El grupo de consumidores presenta más deficiencias en la ejecución del Test de Wisconsin, ya que presenta mayor cantidad de errores y de intentos incorrectos que el grupo de no consumidores (tabla 4). Existen pocas diferencias en el número de categorías completas y en el número de fallos para mantener la actitud, pero en este último caso los consumidores se desvían más de la media (DT = 1,38 frente a DT = 0,521). Según la información recogida en la tabla 4, podemos observar que todos los elementos evaluados del TCTW aparecen significativamente entre grupos, menos en el número de intentos para completar la primera categoría (p = 0,112). El parámetro con mayor TE es el porcentaje de errores perseverativos (d = 0,43).
Toma de decisiones - corteza prefrontal ventromedial
• Iowa Gambling Task. En cuanto a la ejecución en la tarea de toma de decisiones del IGT, la media de los índices IGT en el grupo de consumidores es de 4,73, y en no consumidores de 11,20, pero aunque esta diferencia no es estadísticamente significativa (p = 0,145), existe una clara tendencia en los consumidores a arriesgar más que los no consumidores.

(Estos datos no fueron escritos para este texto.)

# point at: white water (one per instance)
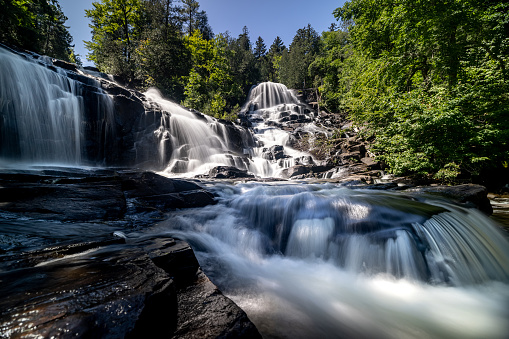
(270, 103)
(307, 261)
(199, 143)
(42, 110)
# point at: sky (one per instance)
(265, 18)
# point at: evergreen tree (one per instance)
(295, 62)
(242, 62)
(261, 59)
(37, 25)
(162, 58)
(116, 30)
(260, 48)
(429, 80)
(274, 59)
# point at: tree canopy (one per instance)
(37, 25)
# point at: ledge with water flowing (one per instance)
(94, 247)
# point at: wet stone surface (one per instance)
(68, 269)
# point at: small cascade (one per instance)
(325, 260)
(270, 108)
(191, 143)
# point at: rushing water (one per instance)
(42, 111)
(303, 260)
(309, 260)
(200, 143)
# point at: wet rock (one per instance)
(371, 163)
(148, 287)
(296, 170)
(85, 196)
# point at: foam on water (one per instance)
(325, 261)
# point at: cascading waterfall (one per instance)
(269, 105)
(41, 109)
(324, 260)
(43, 116)
(197, 142)
(302, 260)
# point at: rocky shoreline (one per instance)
(110, 284)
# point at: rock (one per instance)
(88, 196)
(371, 163)
(228, 172)
(149, 287)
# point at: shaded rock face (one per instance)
(104, 195)
(63, 274)
(147, 287)
(89, 119)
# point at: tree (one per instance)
(260, 48)
(429, 81)
(210, 86)
(162, 58)
(262, 62)
(274, 59)
(301, 53)
(38, 25)
(243, 63)
(116, 29)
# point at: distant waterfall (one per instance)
(40, 112)
(192, 143)
(269, 107)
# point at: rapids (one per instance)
(304, 260)
(322, 260)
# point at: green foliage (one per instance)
(210, 87)
(116, 28)
(274, 60)
(296, 60)
(161, 56)
(428, 80)
(37, 25)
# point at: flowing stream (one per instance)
(304, 260)
(321, 260)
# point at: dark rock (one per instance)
(149, 287)
(90, 197)
(65, 65)
(371, 163)
(228, 172)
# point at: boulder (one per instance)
(148, 287)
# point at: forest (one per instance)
(425, 81)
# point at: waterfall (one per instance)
(324, 260)
(191, 143)
(270, 107)
(42, 110)
(43, 114)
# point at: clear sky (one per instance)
(265, 18)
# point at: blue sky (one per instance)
(265, 18)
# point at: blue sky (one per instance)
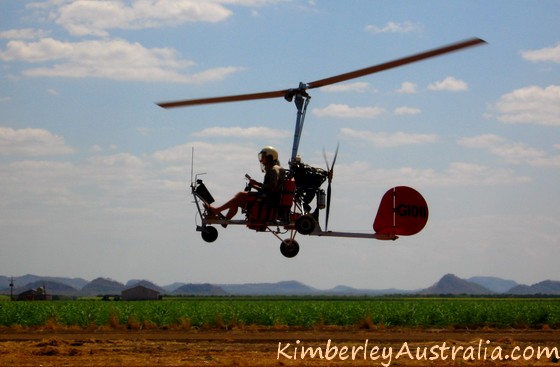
(94, 177)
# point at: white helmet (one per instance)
(268, 152)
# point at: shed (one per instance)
(140, 293)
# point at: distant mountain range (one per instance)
(449, 284)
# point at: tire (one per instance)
(209, 234)
(289, 248)
(305, 224)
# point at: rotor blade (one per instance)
(395, 63)
(235, 98)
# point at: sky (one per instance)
(95, 177)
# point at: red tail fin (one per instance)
(402, 211)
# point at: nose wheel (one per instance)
(289, 248)
(209, 233)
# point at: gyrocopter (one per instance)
(402, 210)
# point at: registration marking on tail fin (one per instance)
(402, 212)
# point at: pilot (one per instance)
(268, 158)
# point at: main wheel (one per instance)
(289, 248)
(209, 234)
(305, 224)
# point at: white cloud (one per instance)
(449, 84)
(394, 27)
(388, 139)
(407, 88)
(404, 110)
(345, 111)
(31, 142)
(544, 54)
(239, 132)
(532, 105)
(83, 17)
(109, 59)
(510, 152)
(348, 87)
(457, 174)
(24, 33)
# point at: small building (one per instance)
(140, 293)
(38, 294)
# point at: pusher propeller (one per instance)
(289, 93)
(330, 171)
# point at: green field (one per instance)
(305, 312)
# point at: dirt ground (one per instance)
(278, 347)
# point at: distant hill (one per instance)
(102, 286)
(147, 284)
(448, 284)
(547, 287)
(170, 288)
(342, 290)
(497, 285)
(51, 288)
(21, 281)
(451, 284)
(205, 289)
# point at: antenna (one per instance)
(11, 288)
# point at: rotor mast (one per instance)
(301, 101)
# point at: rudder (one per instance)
(402, 212)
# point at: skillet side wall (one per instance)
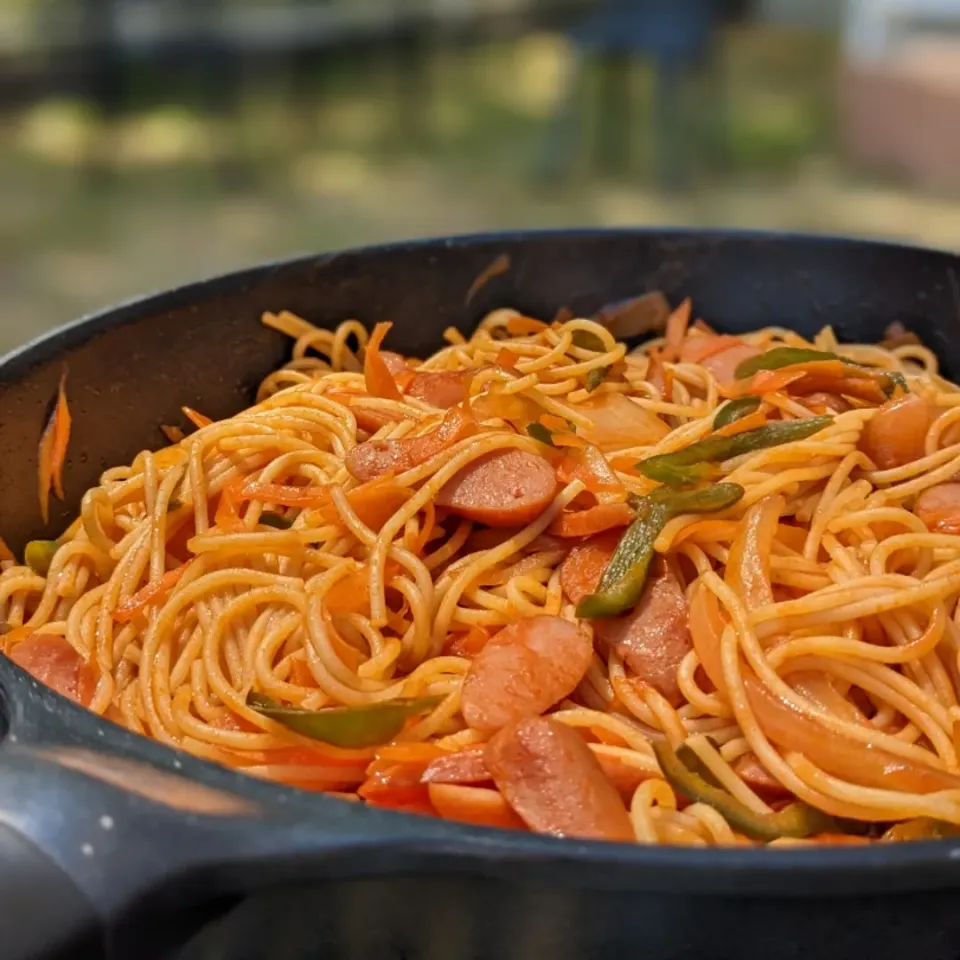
(132, 368)
(464, 918)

Tal como recomiendan Buelow y Shur35, se han de comparar bloques de ensayos de la IGT, ya que proporcionan medidas más sensibles y consistentes. Por ello, a través de un modelo lineal de medida repetida se han analizado los índices Gambling en cinco bloques. En la tabla 5, aparecen las medias en el IGT en cada bloque de 20 ensayos. En ambos grupos se produce un rendimiento mejor de la tarea al finalizarla, lo que nos indica que se produce cierto aprendizaje a lo largo de ella; pero en el grupo de no consumidores sí que se produce un aprendizaje creciente (excepto en el segundo bloque) a lo largo de la misma, mientras que en consumidores aparecen ciertas oscilaciones en este aprendizaje (en el bloque tres, el índice IGT es menor).

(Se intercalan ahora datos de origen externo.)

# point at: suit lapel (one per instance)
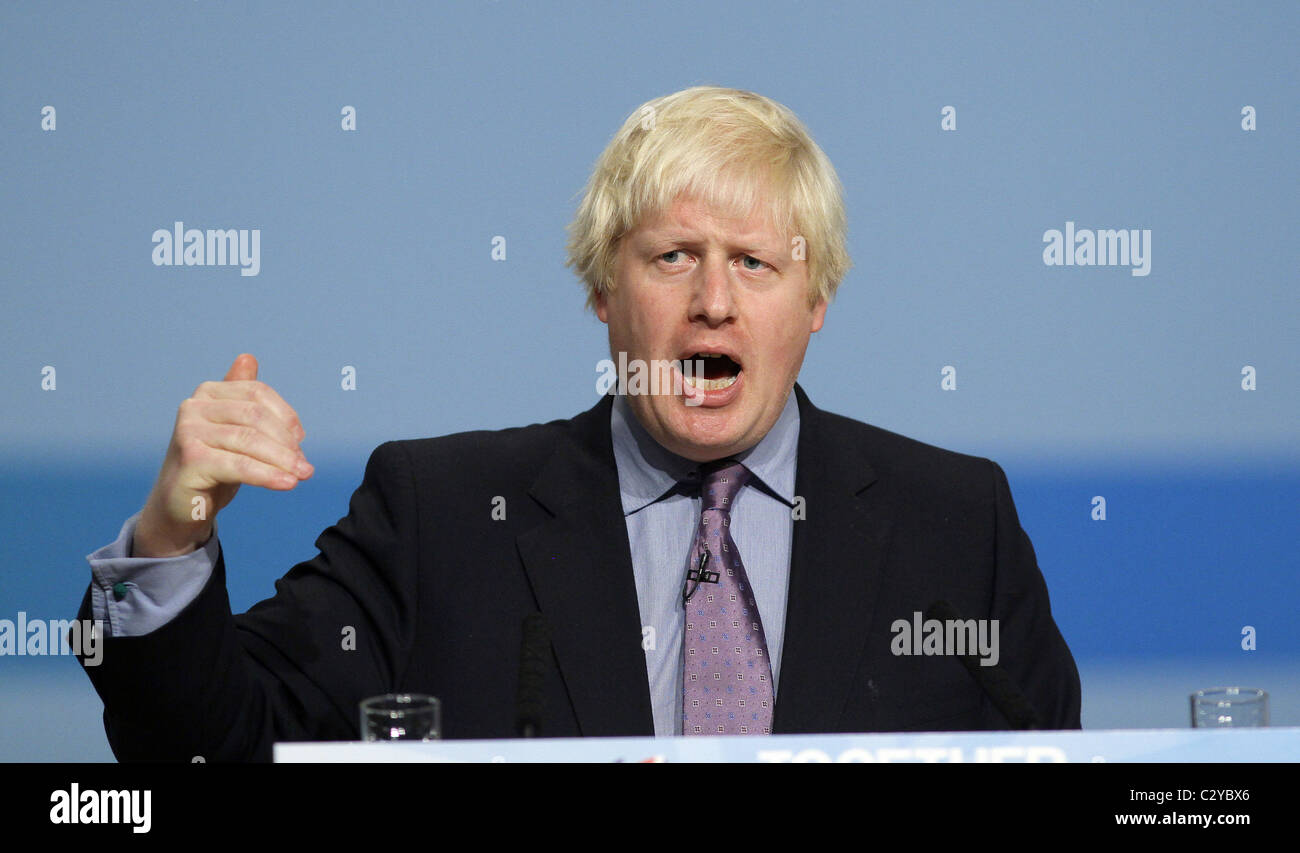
(580, 567)
(836, 561)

De manera más ilustrativa, en la figura 1 (donde la línea de puntos corresponde al grupo de sujetos consumidores y la continua al grupo control) vemos que en el caso de los no consumidores el aprendizaje es más progresivo y significativo, a diferencia de lo que sucede en los consumidores, dándose en este grupo una interrupción del aprendizaje en el bloque tres.
Figura 1. Curva de aprendizaje en el Iowa Gambling Task por bloque y grupos.
Si comparamos las medias de cada grupo por bloques, resulta que en el único donde aparecen diferencias significativas es, tal como se preveía anteriormente, en el bloque tres (p = 0,047), siendo su TE medio¿alto (d = 0,7).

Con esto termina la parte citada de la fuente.